Athenian lawmaker Solon, who wanted to annex Salamis from Megara, sought guidance from the oracle at Delphi. Following the oracle’s instructions, Solon made sacrifices to Cychreus and other local heroes of Salamis. This ritualized invocation of Cychreus provided a divine endorsement of Athens’s territorial expansion, as well as framed the annexation as a restoration of shared cultural heritage.
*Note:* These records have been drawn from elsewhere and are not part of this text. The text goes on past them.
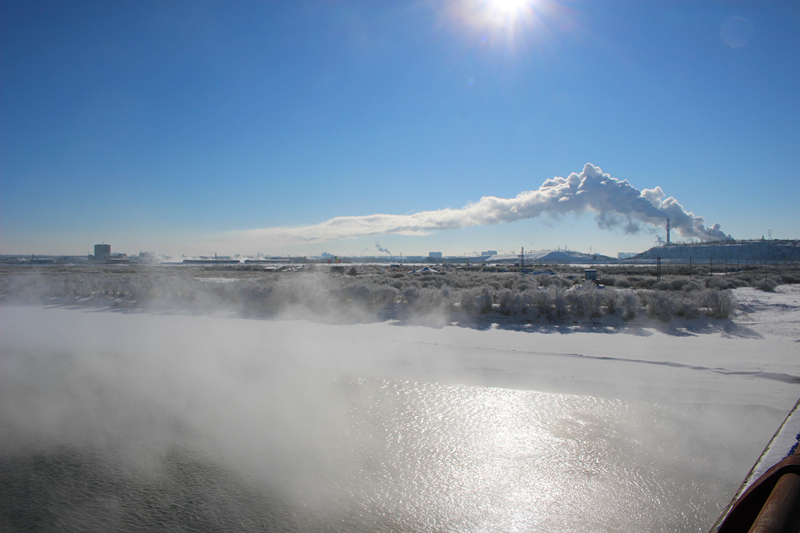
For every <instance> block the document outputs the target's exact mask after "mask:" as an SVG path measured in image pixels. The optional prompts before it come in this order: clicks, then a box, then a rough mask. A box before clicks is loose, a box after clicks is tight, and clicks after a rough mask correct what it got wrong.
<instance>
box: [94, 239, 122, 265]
mask: <svg viewBox="0 0 800 533" xmlns="http://www.w3.org/2000/svg"><path fill="white" fill-rule="evenodd" d="M89 261H97V262H100V263H113V264H118V263H129V262H130V259H128V256H127V254H112V253H111V245H110V244H95V245H94V255H90V256H89Z"/></svg>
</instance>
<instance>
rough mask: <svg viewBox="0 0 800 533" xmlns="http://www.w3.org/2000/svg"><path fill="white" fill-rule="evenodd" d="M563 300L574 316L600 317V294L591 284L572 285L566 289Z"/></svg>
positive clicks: (585, 283) (584, 283) (595, 287)
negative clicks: (568, 288) (565, 301)
mask: <svg viewBox="0 0 800 533" xmlns="http://www.w3.org/2000/svg"><path fill="white" fill-rule="evenodd" d="M565 298H566V301H567V303H568V304H569V305H570V306H571V308H572V314H573V315H575V316H579V317H582V316H589V317H598V316H600V315H601V301H600V294H599V291H598V290H597V287H596V286H595V284H594V283H592V282H588V283H584V284H582V285H574V286H573V287H571V288H570V289H567V291H566V292H565Z"/></svg>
During the Greco-Persian Wars, Themistocles invoked Cychreus in the buildup to the Battle of Salamis. According to the historian Herodotus, a serpent—interpreted as a manifestation of Cychreus—appeared on the Athenian ships. The apparition was taken as a favorable omen, which boosted the morale of Athenian forces before the battle. Themistocles later established a sanctuary for Cychreus on Salamis.

Cychreus's legacy was integrated into genealogy and linked to figures such as Telamon, a hero who was sometimes said to be Cychreus’s successor on Salamis. In some versions, Telamon, after fleeing from Aegina, married Cychreus's daughter, Glauce, and became king of Salamis. Through this marriage, Telamon’s son Ajax the Great, a hero of the Trojan War, was also connected to Cychreus.